# Netzwerküberwachung



## fungo (11. Juni 2002)

Gibt es ein Programm, welches das gesamte aufgebaute Netzwerk eines LAN überwacht, also die verschiedenen Rechner überwacht usw. und z.B. die verschickten Packets der einzeneln Rechner protolkolliert?

Thx fungo


----------



## TaxiDriver (13. Juni 2002)

*ja, gibts *

Von Microsoft gibt es den Netzwerkmonitor.
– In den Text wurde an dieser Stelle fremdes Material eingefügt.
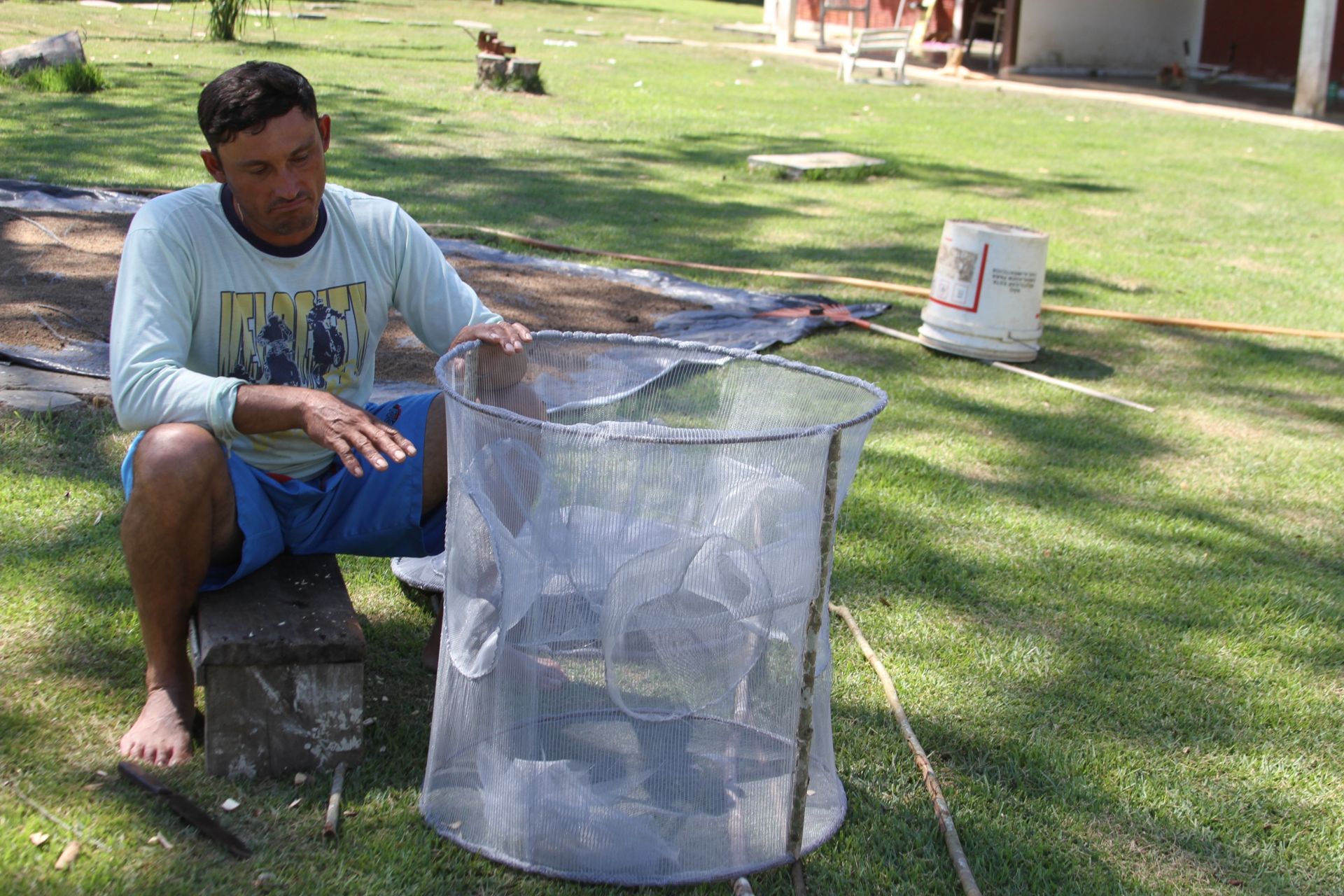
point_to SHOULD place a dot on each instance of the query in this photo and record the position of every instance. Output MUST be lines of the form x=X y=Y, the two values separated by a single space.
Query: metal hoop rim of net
x=683 y=437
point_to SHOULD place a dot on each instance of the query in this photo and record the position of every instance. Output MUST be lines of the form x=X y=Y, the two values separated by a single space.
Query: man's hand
x=502 y=359
x=351 y=430
x=508 y=336
x=339 y=426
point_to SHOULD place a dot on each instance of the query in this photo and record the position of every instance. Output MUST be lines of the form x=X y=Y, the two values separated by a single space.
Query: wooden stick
x=334 y=802
x=816 y=612
x=883 y=286
x=1011 y=368
x=45 y=230
x=1070 y=386
x=648 y=260
x=930 y=780
x=800 y=883
x=67 y=855
x=78 y=830
x=1193 y=323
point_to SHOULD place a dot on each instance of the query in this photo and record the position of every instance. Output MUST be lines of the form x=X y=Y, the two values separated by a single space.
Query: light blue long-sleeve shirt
x=203 y=307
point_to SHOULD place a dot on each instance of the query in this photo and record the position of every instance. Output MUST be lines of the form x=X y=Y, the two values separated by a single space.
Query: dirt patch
x=58 y=273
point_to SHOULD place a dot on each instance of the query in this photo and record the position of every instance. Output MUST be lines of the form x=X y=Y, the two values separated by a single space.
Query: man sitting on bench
x=246 y=318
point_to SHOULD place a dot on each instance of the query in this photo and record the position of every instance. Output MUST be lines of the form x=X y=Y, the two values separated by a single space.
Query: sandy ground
x=58 y=273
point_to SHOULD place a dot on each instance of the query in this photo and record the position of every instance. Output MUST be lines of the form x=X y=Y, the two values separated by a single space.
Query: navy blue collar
x=226 y=199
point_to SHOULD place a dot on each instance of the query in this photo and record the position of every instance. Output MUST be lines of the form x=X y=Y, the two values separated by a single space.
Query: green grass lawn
x=1117 y=634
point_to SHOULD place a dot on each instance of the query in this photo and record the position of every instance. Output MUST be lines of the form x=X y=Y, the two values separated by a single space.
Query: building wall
x=1262 y=39
x=882 y=14
x=1140 y=35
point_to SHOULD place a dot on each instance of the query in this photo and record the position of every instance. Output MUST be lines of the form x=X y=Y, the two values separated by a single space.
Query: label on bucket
x=1015 y=281
x=958 y=276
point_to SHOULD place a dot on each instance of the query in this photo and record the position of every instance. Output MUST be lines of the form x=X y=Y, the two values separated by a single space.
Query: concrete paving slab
x=17 y=378
x=35 y=402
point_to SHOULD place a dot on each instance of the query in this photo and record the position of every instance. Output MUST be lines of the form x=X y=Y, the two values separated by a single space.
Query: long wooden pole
x=914 y=292
x=930 y=780
x=816 y=613
x=1011 y=368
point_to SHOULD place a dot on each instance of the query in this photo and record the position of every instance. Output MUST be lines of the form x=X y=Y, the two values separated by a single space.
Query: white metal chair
x=858 y=52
Leider läuft dieser nur auf einem Server Betriebssystem :-(


----------



## Nagual (13. Juni 2002)

*thread*

es gab schon mal so ´ne frage, 

sniffer in der LnX welt, und es gibt auch mit sicherheit auch etwas für Win32 frag aber nicht was..


----------



## <Leviathan> (13. Juni 2002)

suchst du einen Netzwerk Sniffer oder etwas anderes.
Als Sniffer unter WIN32 Systemen empfiehlt sich Watcher.

http://download.com.com/3000-2085-10112159.html?tag=lst-0-4


----------



## DarkLordSilver (13. Juni 2002)

oder nur so als NW scanner ist Lan Guard noch gut, ist auch freeware


----------